6. Eiser voert aan dat bij de afweging van alle betrokken belangen het voorduren van de maatregel in redelijkheid niet gerechtvaardigd is.
7. De rechtbank is van oordeel dat deze beroepsgrond niet slaagt. Eiser heeft niet nader onderbouwd welke belangen van eiser maken dat de maatregel van bewaring niet langer gerechtvaardigd is. In de door verweerder verstrekte gegevens ziet de rechtbank evenmin aanleiding om, ambtshalve toetsend, te komen tot het oordeel dat het voortduren van de maatregel van bewaring onrechtmatig is. [5]
8. Het beroep is ongegrond. Daarom wordt ook het verzoek om schadevergoeding afgewezen.
9. Voor een proceskostenveroordeling bestaat geen aanleiding.

Beslissing

De rechtbank:
- verklaart het beroep ongegrond;
- wijst het verzoek om schadevergoeding af.
Deze uitspraak is op 28 oktober 2024 gedaan door mr. K.M. de Jager, rechter, in aanwezigheid van mr.
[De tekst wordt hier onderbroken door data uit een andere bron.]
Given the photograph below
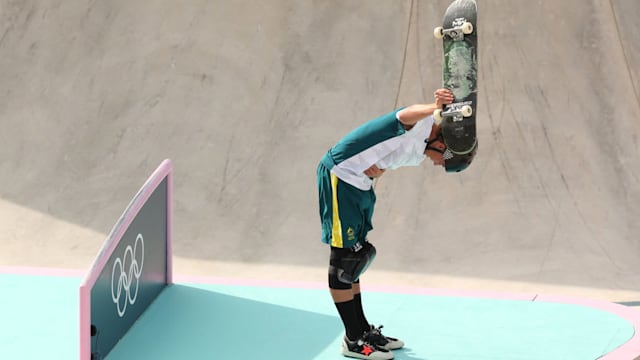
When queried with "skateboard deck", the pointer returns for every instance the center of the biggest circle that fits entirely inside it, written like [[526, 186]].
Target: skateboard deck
[[459, 74]]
S.D.C.J. Verheezen, griffier, en openbaar gemaakt door middel van een geanonimiseerde publicatie op
www.rechtspraak.nl.
De uitspraak is bekendgemaakt op:
Rechtsmiddel
Tegen deze uitspraak staat geen rechtsmiddel open.

Voetnoten

1.ECLI:NL:RBDHA:2024:14446 en de hersteluitspraak van 12 september 2024, ECLI:NL:RBDHA:2024:14531.
2.Verdrag tot bescherming van de rechten van de mens en fundamentele vrijheden.
3.Arrest van het Europees Hof voor de Rechten van de Mens van 9 januari 2003, (JV 2003/129) (arrest Kadem).
4.Artikel 96, tweede lid, van de Vw.
5.Als bedoeld in het arrest van het Hof van Justitie van de Europese Unie van 8 november2022 in de gevoegde zaken C704/20 en C-39/21 en - in aansluiting hierop - ook in de uitspraak van de Afdeling bestuursrechtspraak van de Raad van State van 26 juli 2023, ECLI:NL:RVS:2023:2829.